I find it just as amazing how he can remove chips so quickly, yet his passives never fly around even though he doesn't tape anything down. I'd guess he uses a low blower speed with high temperature.
Yep, that's the trick.
Each of us has limits of what we are comfortable doing and if I don't need to use paste, I hand solder.... SMD rework....out comes the hot air station.
So what kind of temperature range would this be? Well over 350°C? Over 400?
I find it just as amazing how he can remove chips so quickly, yet his passives never fly around even though he doesn't tape anything down. I'd guess he uses a low blower speed with high temperature.
Yep, that's the trick.
Each of us has limits of what we are comfortable doing and if I don't need to use paste, I hand solder.... SMD rework....out comes the hot air station.
So what kind of temperature range would this be? Well over 350°C? Over 400?
Don't know and don't really care.
For my "dumb" rework station the hot air pencil I use the smallest tip I have, ~3mm, max heat and blower speed ~1/2. Too much flow especially if not directly above will shift components and if the nozzle is too close to your work.
It's not a reflow oven where temp profiles need be right for a satisfactory result, you need to "drive" a rework station based on some small experience. Practice and learn.
Get some broken PCB's and have a fiddle, just be aware anything modern is likely be be made with that Pb free muck that seems to have been invented to make SMD rework a nightmare.
For my techniques and experiences, see
https://entertaininghacks.wordpress.com/2015/03/25/assembling-pcbs-with-surface-mount-components/ Given it was my first SMD board, I was pleasantly surprised at the degree of success.

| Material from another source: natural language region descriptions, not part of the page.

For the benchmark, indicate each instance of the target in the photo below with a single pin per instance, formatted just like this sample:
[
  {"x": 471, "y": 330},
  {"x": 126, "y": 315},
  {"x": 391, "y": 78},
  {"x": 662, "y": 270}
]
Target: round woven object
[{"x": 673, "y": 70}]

TL;DR: the minimum special equipment is solder paste, jeweller's screwdriver, tweezers, head-mounted magnification visor, saucepan, and some sand. Note the lack of a soldering iron. Mistakes (e.g. bridges) can be rectified with a soldering iron, solder wick, and liquid flux.
If you want to
desolder and solder individual SMD devices, a hot air gun and polyimide tape is desirable. The tape is used to deflect air away from components that are not to be changed. After practice, I've used them to successfully replace the infamous caps and R2013 shown in
https://www.eevblog.com/forum/testgear/tektronix-2465b-oscilloscope-teardown/msg614937/#msg614937
Thank you everyone for your advice.
I seem to have managed to good solder joint today!